Sitting halfway between Chicago and Milwaukee, Racine may not be a place that many of us have spent much time pondering, but to poet David Kherdian, it means everything.
Kherdian grew up in this midwestern town on the shores of Lake Michigan as part of a small but vibrant Armenian community. Like his parents, most had relatives who had survived the Armenian Genocide. In Racine, as in other factory towns such as Worcester, Mass. and Syracuse, NY, Armenians around the country regrouped and went to work rebuilding their decimated communities.
Kherdian’s latest literary effort, A Place in Time, published in 2020, pays homage in verse and prose to a town at once utterly banal and completely remarkable. In other places, Kherdian has written about the difficulty of growing up in small town America, but here the tone turns mostly elegiac.
Kherdian, best known as a poet of both nature and man and the one-time editor of Ararat Quarterly, has published more than 50 books in his lifetime. His wife, Nonny Hogrogian, is also a prolific writer and illustrator of children’s books.
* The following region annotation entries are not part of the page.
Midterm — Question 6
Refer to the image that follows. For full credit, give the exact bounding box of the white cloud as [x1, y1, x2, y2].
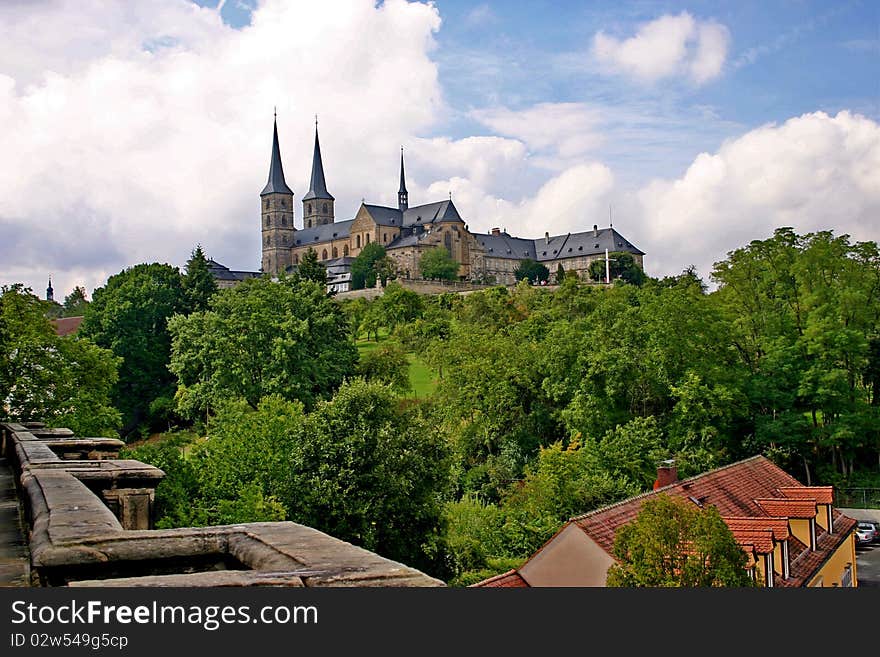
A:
[627, 112, 880, 278]
[592, 12, 730, 84]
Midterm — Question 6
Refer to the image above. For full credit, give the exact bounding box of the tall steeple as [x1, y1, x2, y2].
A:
[260, 116, 295, 276]
[260, 116, 293, 196]
[397, 146, 409, 212]
[303, 116, 335, 228]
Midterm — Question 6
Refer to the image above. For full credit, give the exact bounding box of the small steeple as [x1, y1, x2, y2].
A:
[397, 146, 409, 212]
[260, 116, 293, 196]
[303, 116, 333, 201]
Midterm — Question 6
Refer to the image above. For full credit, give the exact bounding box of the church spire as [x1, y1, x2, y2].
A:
[303, 117, 333, 201]
[397, 146, 409, 212]
[260, 118, 293, 196]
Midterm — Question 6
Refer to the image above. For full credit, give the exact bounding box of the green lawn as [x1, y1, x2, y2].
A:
[356, 338, 437, 399]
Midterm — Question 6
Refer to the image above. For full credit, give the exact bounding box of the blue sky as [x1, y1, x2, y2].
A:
[0, 0, 880, 293]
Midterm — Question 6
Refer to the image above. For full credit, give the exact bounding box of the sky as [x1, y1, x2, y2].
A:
[0, 0, 880, 300]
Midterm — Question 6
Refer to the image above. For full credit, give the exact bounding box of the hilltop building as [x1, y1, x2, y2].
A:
[212, 120, 645, 291]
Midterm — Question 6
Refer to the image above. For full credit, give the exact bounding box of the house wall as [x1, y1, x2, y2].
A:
[519, 523, 614, 586]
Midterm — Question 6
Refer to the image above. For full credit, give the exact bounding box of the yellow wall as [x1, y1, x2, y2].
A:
[808, 534, 858, 587]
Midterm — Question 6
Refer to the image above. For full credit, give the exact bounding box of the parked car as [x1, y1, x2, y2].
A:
[856, 521, 877, 545]
[859, 520, 880, 543]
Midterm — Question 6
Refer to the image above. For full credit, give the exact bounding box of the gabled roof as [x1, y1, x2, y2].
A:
[293, 219, 354, 246]
[303, 122, 333, 201]
[260, 120, 293, 196]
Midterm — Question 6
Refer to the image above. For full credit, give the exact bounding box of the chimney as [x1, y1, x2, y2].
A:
[654, 459, 678, 490]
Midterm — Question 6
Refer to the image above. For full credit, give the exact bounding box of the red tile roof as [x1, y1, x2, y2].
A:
[52, 317, 82, 336]
[473, 456, 856, 587]
[468, 570, 529, 589]
[779, 486, 834, 504]
[572, 456, 815, 554]
[755, 497, 816, 519]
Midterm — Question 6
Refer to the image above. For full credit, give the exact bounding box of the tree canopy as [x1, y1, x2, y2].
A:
[419, 246, 458, 281]
[606, 494, 753, 587]
[169, 275, 357, 418]
[0, 284, 120, 436]
[79, 263, 190, 435]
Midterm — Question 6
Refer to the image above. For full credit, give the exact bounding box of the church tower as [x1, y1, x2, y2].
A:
[397, 146, 409, 212]
[303, 119, 334, 228]
[260, 118, 295, 276]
Born in 1931, Kherdian also draws a fine figure as a doyen of sorts of Armenian-American writers, having encouraged, nourished and published many who came after him. In 2007 he edited the milestone Forgotten Bread on Heyday Press. The book involved so-called “second-generation” Armenian writers in America, people such as Nancy Agabian and Hrag Vartanian and myself, each one introducing in essay form the work of a first-generation writer — which included talents such as Leon Surmelian, Harry Barba and Michael Arlen Jr. The book was vital in placing Armenian writers in context, giving them both a time and a place of their own. It also showed that the cultural vitality of Armenians spread out over several generations and was here to stay. Saroyan may have put us on the map, but Kherdian helped to make sure that we remained there.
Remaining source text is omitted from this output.